The signboard also says that the dreaming is still here at Karlwekarlwe. Today's Aboriginal people believe that the people from the dreaming time still live in the caves under the rocks. A senior traditional owner told this story: "They're people like us. You can see them. Along time ago I went with my billycan down to the creek here to get some water. One of these secret people came out and started playing with me. I couldn't go away. My mother came and got me, saved me. After that we never camped at this place again, never. They're kind these secret people, but they can make you mad. They can change you into one of them. They can say, 'Follow me,' and you can't go back. It happened like that for my cousin. He disappeared. The old people made a big ceremony, singing the ground and the rocks to make them let my cousin come back. We've lost that song now. We've got no song to bring children back."
Note that at Simpson's Gap there was a signboard that discussed Tnengkarre (pronounced art-nung-gara), the name for the traditional Law that explains existence and guides daily life for the Western Arrernte people. The signboard said that Tnengkarre is called the Dreamtime by non-Aboriginal people. I wonder if that is correct.

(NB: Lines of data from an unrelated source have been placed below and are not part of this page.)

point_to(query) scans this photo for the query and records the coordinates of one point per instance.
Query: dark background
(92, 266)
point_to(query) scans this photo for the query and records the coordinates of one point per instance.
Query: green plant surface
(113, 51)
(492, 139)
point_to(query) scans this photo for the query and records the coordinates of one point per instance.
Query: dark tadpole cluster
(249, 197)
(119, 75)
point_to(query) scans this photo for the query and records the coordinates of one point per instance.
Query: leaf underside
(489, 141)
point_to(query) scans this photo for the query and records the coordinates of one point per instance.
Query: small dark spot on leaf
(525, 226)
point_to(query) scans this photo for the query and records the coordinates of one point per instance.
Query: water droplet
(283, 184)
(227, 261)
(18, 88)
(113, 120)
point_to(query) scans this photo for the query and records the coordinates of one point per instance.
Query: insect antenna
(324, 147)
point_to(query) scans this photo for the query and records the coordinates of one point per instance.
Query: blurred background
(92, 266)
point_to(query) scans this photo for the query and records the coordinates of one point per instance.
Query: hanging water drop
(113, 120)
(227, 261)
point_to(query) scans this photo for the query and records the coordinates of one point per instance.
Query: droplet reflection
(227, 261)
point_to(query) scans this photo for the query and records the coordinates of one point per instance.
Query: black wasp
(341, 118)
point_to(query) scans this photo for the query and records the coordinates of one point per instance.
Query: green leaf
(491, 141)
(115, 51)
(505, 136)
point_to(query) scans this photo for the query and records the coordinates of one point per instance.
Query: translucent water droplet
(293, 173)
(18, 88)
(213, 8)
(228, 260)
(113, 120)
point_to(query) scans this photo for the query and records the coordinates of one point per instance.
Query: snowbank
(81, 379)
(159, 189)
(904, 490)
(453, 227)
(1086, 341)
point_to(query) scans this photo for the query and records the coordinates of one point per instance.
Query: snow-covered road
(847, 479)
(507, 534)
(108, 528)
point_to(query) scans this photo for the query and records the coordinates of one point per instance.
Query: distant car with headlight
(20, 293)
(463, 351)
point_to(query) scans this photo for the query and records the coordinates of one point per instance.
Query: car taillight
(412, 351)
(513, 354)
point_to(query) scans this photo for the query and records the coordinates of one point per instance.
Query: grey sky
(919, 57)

Are Altywerre Wirnkarra and Tnengkarre the same thing?
The Parks & Wildlife Commission of the Northern Territory (NT) fact sheet for Karlu Karlu (Devil's Marbles Conservation Reserve) has a park map. The central Loop Trail Kiosk is a good place to start. There are dunnies nearby. No fees are required for this part of the Reserve. There is also a simple bush camping area on the southeast end of the Reserve. Please note that no water or firewood is provided, and camping is only allowed in the designated area (fees are payable onsite). The access road for Devil's Marbles was once part of the Stuart Highway. It is good that the traffic on the highway now bypasses the Reserve.
Surprisingly, this famous 1802 hectare (4453 acres) Reserve is not in the VT destination taxonomy. Even though Zig (1+1) and I were there only ~1.5 hours in the afternoon on 24 Aug 2010, we saw many things. Not only are the rock formations spectacular, there are also many unique plants growing among them. It will take several off-the-beaten path tips and travelogues here to record what we saw at Devil's Marbles.
See also a panorama videoclip of the Devil's Marbles Conservation Reserve taken from the rock formation at the south parking area.
Zig (1+1) and I got an early start on 25 Aug 2010. We had aready seen John Flynn's grave near Alice Springs; however, we also stopped at the Threeways John Flynn Memorial. The Very Reverend John Flynn established the Royal Australian Flying Doctors Service. He was nicknamed "Flynn of the Inland." The memorial is located at the original intersection of the Barkly and Stuart Highways, which is ~250 meters north of the present intersection and the Threeways Roadhouse.